As the COVID-19 pandemic continues into the summer, public health concerns are of the utmost importance, and Guy Carpenter is actively developing a view of how COVID-19 may impact businesses as employees begin returning to their offices.
And as business activity ramps up from COVID-19-related restrictions, companies are determining just how they will create a safe space for their workers, customers and clients. As they do, the potential exists for a variety of lawsuits and claims related to employment practices and wage and hour liability, according to Kelly Thoerig, Employment Practices Liability Coverage Leader at Marsh. Marsh is an affiliate of Guy Carpenter.
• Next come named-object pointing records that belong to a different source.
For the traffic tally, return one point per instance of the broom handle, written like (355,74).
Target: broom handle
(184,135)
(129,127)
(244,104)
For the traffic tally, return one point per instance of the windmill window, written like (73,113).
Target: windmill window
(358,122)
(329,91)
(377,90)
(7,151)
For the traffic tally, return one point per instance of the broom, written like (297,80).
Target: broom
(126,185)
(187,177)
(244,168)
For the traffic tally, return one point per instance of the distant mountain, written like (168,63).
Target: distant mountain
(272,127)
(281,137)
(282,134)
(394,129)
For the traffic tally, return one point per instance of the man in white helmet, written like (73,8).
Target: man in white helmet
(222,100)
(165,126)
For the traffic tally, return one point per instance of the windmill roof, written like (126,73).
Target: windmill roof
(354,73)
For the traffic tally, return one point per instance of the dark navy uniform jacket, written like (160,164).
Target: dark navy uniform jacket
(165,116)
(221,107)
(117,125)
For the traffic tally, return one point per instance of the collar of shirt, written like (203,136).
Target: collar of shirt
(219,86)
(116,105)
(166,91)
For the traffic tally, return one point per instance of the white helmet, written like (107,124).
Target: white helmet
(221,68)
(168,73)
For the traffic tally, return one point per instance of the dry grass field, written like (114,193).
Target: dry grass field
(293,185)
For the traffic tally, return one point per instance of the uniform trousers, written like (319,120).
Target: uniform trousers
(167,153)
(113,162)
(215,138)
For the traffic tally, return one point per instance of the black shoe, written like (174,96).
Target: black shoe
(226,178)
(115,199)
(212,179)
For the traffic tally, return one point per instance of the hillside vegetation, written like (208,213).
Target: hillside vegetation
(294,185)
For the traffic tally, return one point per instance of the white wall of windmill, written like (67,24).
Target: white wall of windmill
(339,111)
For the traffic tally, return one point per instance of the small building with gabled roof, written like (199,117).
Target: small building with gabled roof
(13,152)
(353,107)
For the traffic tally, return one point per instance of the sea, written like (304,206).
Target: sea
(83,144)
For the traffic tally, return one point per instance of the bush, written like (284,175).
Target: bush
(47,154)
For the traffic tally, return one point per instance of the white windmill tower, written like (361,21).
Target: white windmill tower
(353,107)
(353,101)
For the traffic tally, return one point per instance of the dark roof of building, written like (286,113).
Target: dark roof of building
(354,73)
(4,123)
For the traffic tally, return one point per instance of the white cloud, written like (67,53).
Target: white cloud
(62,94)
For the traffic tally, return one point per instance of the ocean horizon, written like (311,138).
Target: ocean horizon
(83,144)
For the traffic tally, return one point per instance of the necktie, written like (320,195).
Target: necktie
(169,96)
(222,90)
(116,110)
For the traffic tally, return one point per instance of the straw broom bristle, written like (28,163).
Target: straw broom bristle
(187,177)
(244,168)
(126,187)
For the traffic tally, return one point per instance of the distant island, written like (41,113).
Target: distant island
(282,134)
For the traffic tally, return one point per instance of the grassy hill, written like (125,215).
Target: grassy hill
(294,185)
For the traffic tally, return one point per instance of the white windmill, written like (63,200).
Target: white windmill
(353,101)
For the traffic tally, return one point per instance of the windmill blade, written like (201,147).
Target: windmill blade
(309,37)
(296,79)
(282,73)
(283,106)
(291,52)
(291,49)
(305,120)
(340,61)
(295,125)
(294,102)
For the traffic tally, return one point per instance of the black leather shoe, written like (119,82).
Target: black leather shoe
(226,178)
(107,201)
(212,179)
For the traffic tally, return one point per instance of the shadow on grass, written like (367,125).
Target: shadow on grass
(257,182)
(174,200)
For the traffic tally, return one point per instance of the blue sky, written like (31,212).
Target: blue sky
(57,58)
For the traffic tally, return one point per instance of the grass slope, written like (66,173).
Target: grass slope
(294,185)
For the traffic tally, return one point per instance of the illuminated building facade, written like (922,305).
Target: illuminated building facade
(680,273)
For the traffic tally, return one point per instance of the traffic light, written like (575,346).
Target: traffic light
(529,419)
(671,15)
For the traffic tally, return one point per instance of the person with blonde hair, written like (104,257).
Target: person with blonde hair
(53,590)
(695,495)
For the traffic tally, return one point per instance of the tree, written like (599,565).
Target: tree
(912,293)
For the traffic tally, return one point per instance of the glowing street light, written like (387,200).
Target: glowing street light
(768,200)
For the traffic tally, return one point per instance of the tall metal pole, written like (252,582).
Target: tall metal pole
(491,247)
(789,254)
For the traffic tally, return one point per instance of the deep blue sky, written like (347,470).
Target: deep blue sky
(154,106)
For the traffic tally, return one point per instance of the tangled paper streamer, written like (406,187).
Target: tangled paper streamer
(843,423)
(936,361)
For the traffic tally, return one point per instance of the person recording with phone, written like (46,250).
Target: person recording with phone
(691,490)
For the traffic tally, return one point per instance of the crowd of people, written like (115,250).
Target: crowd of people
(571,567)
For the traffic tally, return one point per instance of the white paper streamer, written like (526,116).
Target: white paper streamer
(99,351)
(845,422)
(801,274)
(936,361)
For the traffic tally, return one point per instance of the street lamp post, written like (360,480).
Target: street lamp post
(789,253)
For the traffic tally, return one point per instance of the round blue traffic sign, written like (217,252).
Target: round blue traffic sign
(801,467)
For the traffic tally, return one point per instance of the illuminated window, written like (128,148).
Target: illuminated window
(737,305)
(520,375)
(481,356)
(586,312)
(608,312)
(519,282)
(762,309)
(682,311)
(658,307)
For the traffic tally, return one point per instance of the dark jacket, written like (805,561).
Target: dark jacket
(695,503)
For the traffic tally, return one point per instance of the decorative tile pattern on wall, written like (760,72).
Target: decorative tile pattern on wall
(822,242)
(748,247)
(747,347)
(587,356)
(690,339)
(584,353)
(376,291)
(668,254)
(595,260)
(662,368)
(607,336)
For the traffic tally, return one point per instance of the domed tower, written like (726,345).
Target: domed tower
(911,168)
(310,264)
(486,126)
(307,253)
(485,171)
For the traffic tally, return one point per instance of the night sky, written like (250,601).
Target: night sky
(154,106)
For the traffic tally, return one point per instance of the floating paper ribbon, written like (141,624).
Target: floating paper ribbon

Take temperature checks, for example. Before the COVID-19 pandemic, the consensus was that temperature-taking by an employer was considered an impermissible medical exam under the Americans with Disabilities Act, and therefore, employers were cautioned to avoid the practice. That thinking changed quickly and dramatically due to COVID-19. Although it’s helpful that the issue has been clarified — employers now have the blessing of the Equal Employment Opportunity Commission (EEOC) to take temperatures, along with other diagnostic screening measures — the practice still creates the opportunity for risk.
The challenge for employers is that the EEOC has not provided specific guidance or protocols for companies to follow as to how to take temperatures or conduct other tests.